Robots are typically defined as physical agents that perform a variety of tasks by manipulating the physical world. The term is said to have been derived from the Czech word 'robota' meaning 'forced labour' and was used first in K. Capek's play, R.U.R. 'Rossum's Universal Robots', which appeared in 1920.
Robots are equipped with effectors like legs, wheels, arms & grippers. The single purpose of effectors is to exert physical force on the environment. Present day robots also use a whole range of sensors including cameras, Sonars, LiDARs, Radars and Lasers to assess and measure their environment as well as gyroscopes and accelerometers to measure their own motion.
Mostly, today's robots fall into one of three primary categories. These are Manipulators, Mobile Robots and Mobile Manipulators. Let's take a closer look at each of these categories.
Manipulators: Often referred to as robot arms, manipulators are physically anchored to their workplace. They can be found in a variety of places including factory assembly lines and space stations. Manipulator motion usually involves a chain of controllable joints, enabling them to place their effectors in any position within the workplace. Most industrial robots are of this category. They can be found in hospitals at times, assisting surgeons and in cars.

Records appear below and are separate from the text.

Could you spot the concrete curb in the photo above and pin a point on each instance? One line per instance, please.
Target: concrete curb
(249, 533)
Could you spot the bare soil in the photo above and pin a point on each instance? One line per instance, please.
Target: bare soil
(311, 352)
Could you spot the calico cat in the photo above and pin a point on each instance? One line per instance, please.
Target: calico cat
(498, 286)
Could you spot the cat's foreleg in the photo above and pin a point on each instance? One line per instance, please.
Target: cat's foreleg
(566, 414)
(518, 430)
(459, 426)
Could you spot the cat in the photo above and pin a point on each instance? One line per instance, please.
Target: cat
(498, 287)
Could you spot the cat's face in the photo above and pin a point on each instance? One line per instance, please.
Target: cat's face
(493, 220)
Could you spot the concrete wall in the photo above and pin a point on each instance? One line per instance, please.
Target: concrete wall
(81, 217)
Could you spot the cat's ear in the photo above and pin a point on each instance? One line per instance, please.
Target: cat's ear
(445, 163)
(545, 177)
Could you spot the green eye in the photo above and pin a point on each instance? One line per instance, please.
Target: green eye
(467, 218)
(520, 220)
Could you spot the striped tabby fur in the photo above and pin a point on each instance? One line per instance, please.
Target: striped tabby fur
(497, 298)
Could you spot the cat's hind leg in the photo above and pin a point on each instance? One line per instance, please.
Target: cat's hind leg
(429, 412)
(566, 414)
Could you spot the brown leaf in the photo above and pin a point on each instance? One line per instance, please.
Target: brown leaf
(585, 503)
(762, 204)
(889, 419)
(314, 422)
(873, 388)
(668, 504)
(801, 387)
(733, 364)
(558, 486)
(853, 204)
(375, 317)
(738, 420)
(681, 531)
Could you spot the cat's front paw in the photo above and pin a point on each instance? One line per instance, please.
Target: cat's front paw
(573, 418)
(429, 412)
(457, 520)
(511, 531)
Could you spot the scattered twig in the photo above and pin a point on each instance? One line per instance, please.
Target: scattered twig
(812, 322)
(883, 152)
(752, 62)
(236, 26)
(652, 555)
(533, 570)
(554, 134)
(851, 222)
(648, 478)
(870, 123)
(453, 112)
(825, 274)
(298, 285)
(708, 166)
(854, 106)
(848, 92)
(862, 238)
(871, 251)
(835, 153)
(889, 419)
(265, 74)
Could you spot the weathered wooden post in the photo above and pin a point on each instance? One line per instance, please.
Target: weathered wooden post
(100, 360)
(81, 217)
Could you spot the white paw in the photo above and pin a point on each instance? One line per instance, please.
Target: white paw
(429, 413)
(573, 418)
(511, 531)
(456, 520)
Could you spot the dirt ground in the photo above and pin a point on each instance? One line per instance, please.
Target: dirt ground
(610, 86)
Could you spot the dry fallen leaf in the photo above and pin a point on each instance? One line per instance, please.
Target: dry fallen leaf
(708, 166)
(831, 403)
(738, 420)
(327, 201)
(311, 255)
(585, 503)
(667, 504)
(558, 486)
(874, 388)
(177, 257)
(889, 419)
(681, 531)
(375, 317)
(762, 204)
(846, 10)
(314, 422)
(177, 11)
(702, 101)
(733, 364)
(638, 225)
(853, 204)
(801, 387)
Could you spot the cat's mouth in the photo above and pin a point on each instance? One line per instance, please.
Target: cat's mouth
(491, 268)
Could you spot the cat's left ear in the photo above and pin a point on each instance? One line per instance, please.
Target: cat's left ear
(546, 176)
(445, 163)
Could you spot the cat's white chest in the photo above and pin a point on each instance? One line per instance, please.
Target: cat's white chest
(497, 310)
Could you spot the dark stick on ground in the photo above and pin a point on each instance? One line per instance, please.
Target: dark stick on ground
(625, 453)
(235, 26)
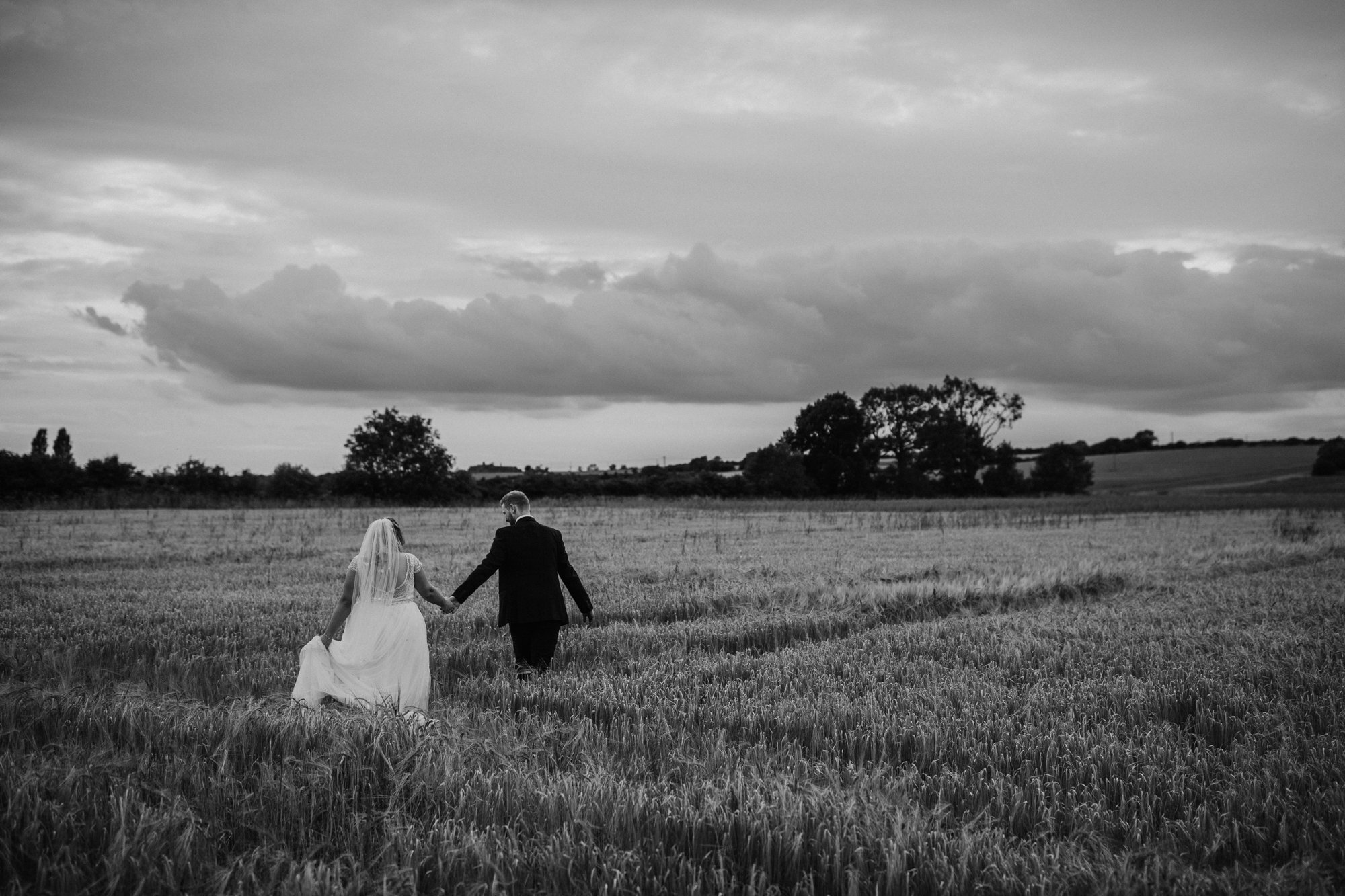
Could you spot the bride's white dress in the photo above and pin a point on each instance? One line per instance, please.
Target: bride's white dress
(381, 659)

Mobile robots: Mobile robots have the ability to move about using wheels or robotic legs. Unmanned Ground Vehicles (UGVs) can drive autonomously on streets, highways and also off-roads. Unmanned Air Vehicles (UAVs aka drones) are commonly used for surveillance, military operations, crop spraying and even deliveries. Autonomous Underwater Vehicles (AUVs) are used in deep-sea explorations and underwater searches. Mobile robots can also be found delivering food in hospitals, moving containers in loading docks, delivering packages to customers and vacuuming floors in offices and homes.
Mobile Manipulators: Sometimes referred to as Humanoid Robots, these typically mimic the human torso. Mobile manipulators can apply their effectors over a much larger area than typical manipulators, which are anchored. However their task is made more difficult since they lack the rigidity that anchors provide.
Real robots must cope with environments that are partially observable, stochastic, dynamic and continuous. Practical robotic systems need to build in prior knowledge about the robot, its physical environment and the tasks that the robot may be called upon to perform so that the robot can learn quickly and perform safely.
Robotics today brings together several concepts from AI and Machine Learning like probabilistic state estimation, perception, unsupervised learning and reinforcement learning, among others. The success of robots depends quite a bit on the design of sensors and effectors that are appopriate for the task for which the robot is being deployed.
Let us briefly look at some of the more popular and common application domains for robotic technology.
Industry & Agriculture: Heavy machines used for harvesting, mining or excavating earth are increasingly robots. Robots have been used to strip paint off ships at least 50 times faster than humans with much reduced resultant environmental impacts. Robots have been used to generate high-precision maps of abandoned mines and sewer systems. They have also been found to be much faster than humans in transporting ore from underground mines.
Healthcare: Robots are frequently used to assist surgeons with instrument placement when operating on intricate organs like brains, hearts and eyes. Owing to their high precision, they have become indispensable aids in surgical procedures like hip replacements. Outside the operating theatre they can be deployed as aides for elderly & handicapped people such as intelligent robotic walkers and intelligent devices that remind people to take their medication on time and provide comfort to them.
Personal Services: Service robots assist individuals in performing daily tasks like vacuuming offices or homes, mowing lawns or acting as caddies of golfers. Service robots in public places act as information kiosks in shopping malls, trade fairs and museums. These not only interact with humans but possess the ability to cope with unpredictable and dynamic environments.
Human augmentation: Robotic devices are making it easier for people to walk or move their arms by providing additional forces at the appropriate places. Robotic tele-operation involves carrying out tasks over long distances with the aid of robotic devices. A popular configuration is the master-slave one, where a robot manipulator emulates the motion of a remote human operator, measured through a haptic interface. Tele-operated underwater vehicles are sent to depths considered dangerous for humans. Humanoid robots are available through several companies in Japan and South Korea.
Here are some of the more interesting projections about the future of robotics:
- A significant percentage of commercial robotic applications will be in the form of 'robot-as-a-service' (RaaS). This will help to significantly lower the cost for robot deployment.
- A significant percentage of all robotic deployments will be smart collaborative robots that will operate three times faster than many robots being used today and will be safe for work around humans.
- Over 50 percent of robots will depend on cloud-based software to define new skills, cognitive abilities and application programs, leading to the formation of a robotics cloud marketplace.
- In the very near future, 50 percent of the 200 leading global ecommerce and omni-channel commerce companies will deploy robotic systems in their order fulfillment, warehousing and delivery operations.
- By 2020, over 40 percent of commercial robots will become connected to a mesh of shared intelligence, resulting in 200 percent improvement in overall robotic operational efficiency.